The impact of EQA apart from the standardisation process can also be immense in the post analytical phase steps by using the proper unit of measurement, rounding off and the use of proper decimal points in reporting of the results [15].
EQA programmes catering to a single parameter are also available and have stricter criteria as shown by Elisabet GL et al., in a study of 89 laboratories for serum creatinine, only the laboratories using enzymatic creatinine had results in the acceptable range [16]. The WHO has recently issued the ISO 13528:2015 as a guideline for the use of statistical methods for EQA providers [17]. The recent importance of statistical processes in improving the EQA protocols has also been highlighted by Barbara DS et al., [18]. The importance of the pre and post analytical stages on the reporting of results is also important as different types of EQA catering to pre and post analytical errors are also available [19].
Our centre has been enrolled in the EQA programme run by CMC Vellore for the clinical chemistry section for more than a decade. The EQA samples are received once every quarter and the results are uploaded on the EQA website before the 20th of each month. The results for the same are released on the 2nd working day of each month. The proper method was selected for the particular parameter on the website of the EQA so that the results could be assessed in a proper manner. For 2016, the Dimension EXL 200, a wet chemistry system and its methods were registered in the EQA. VITROS® 4600, a dry chemistry system was introduced in the EQA in 2017.
All proper precautions were taken and procedures followed while performing the assays on the analysers. Of the 15 parameters that were analysed on Dimension, the result was not commendable as overall VIS was highly variable and multiple parameters were present in each category. The marked variability in the results of the Dimension analysers could be due to inherent factors associated with wet chemistry. Comparatively, the overall VIS for the VITROS® 4600 (20 parameters in EQAS) was excellent, with 95% results present in the ‘very good’ and ‘good’ categories.
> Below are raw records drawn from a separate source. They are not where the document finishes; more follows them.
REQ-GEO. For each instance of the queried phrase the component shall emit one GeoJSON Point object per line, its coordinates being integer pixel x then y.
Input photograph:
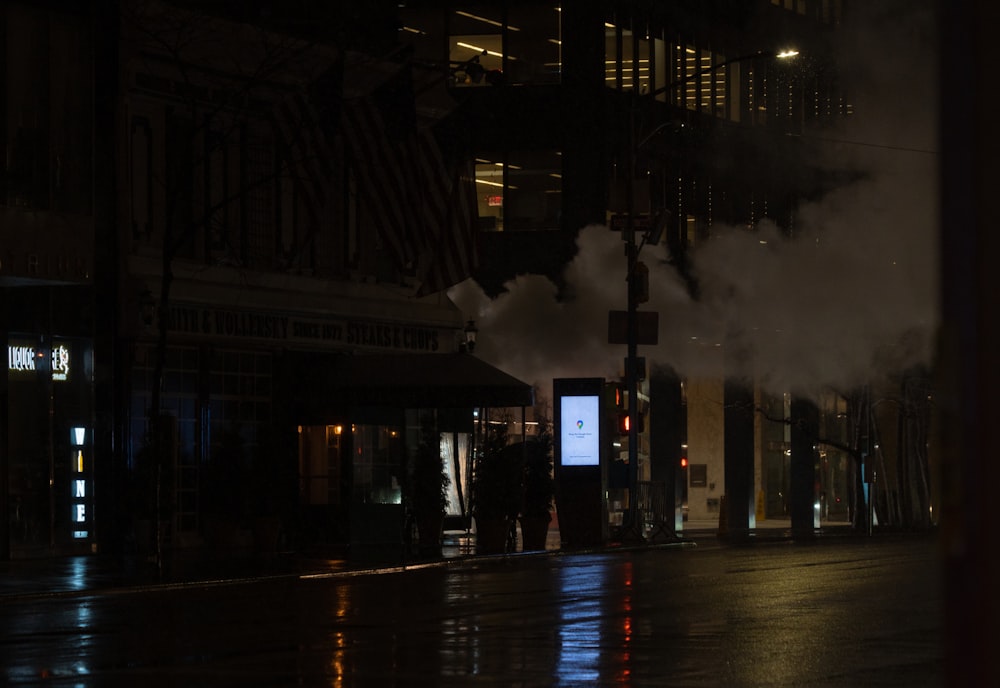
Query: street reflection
{"type": "Point", "coordinates": [580, 633]}
{"type": "Point", "coordinates": [338, 663]}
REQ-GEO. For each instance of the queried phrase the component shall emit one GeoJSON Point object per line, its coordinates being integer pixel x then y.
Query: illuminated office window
{"type": "Point", "coordinates": [477, 40]}
{"type": "Point", "coordinates": [519, 190]}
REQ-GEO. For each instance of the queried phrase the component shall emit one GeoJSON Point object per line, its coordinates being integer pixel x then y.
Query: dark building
{"type": "Point", "coordinates": [684, 117]}
{"type": "Point", "coordinates": [234, 201]}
The difference in the VIS in the different analysers is significant as the same EQA programme had produced marked improvement when the sample was shifted from Dimension to VITROS® 4600. Of the 14 common parameters in the EQA, 10 (71.4%) parameters (urea, creatinine, total bilirubin, cholesterol, uric acid, HDL cholesterol, alkaline phosphatase, total protein, sodium and potassium) had improvements in their VIS when shifted over from Dimension to VITROS® 4600. Calcium showed hardly any change in the VIS, whereas iron, amylase and glucose showed increasing VIS values. The parameters which showed an improvement in the VIS constitute more than 80% of the workload in any clinical chemistry laboratory.
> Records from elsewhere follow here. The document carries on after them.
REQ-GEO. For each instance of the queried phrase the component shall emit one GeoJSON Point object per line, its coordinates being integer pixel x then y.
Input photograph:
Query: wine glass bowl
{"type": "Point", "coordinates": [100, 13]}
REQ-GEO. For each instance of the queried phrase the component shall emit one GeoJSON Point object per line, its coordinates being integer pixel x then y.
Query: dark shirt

The SDI of both the analysers showed very consistent results where no parameter required any corrective action to be taken.
The results from the same period of the IQC did not show any outlier parameter as per the CLIA guidelines. Of the 14 total parameters, the CV% was lesser in 8 parameters (BUN, calcium, cholesterol, HDL cholesterol, uric acid, sodium, potassium and alkaline phosphatase) on VITROS® 4600 as compared to Dimension EXL 200.
For the duration of the study, the results of the IQC were similar in both systems which prove that there were no significant random or systemic errors in the analytical systems. With this result in mind, it can be postulated that the improvement in the VIS results of the parameters may be due to the inherent advantages of a dry chemistry analyser over a wet chemistry analyser and has enabled us to validate results of the EQA sample at our level.
Conclusion
The VIS results from the VITROS® 4600 as compared to Dimension EXL 200 showed marked improvement with 71.4% parameters undergoing a reduction in the VIS values while the SDI results were mostly similar. Thus, EQA with CMC Vellore showed marked improvement when the methods were changed to those on VITROS® 4600.
[1]. Westgard JO, Internal quality control: planning and implementation strategies Ann Clin Biochem 2003 40:593-611.10.1258/00045630377036719914629798 [Google Scholar] [CrossRef] [PubMed]
[2]. CLSI Using proficiency testing to improve the clinical laboratory; approved guideline. CLSI document GP27-A2 2007 2nd EditionWayne (PA)CLSI [Google Scholar]
[3]. Miller WG, Jones GRD, Horowitz GL, Weykamp C, Proficiency testing/external quality assessment: current challenges and future directions Clinical Chemistry 2011 57(12):1670-80.10.1373/clinchem.2011.16864121965556 [Google Scholar] [CrossRef] [PubMed]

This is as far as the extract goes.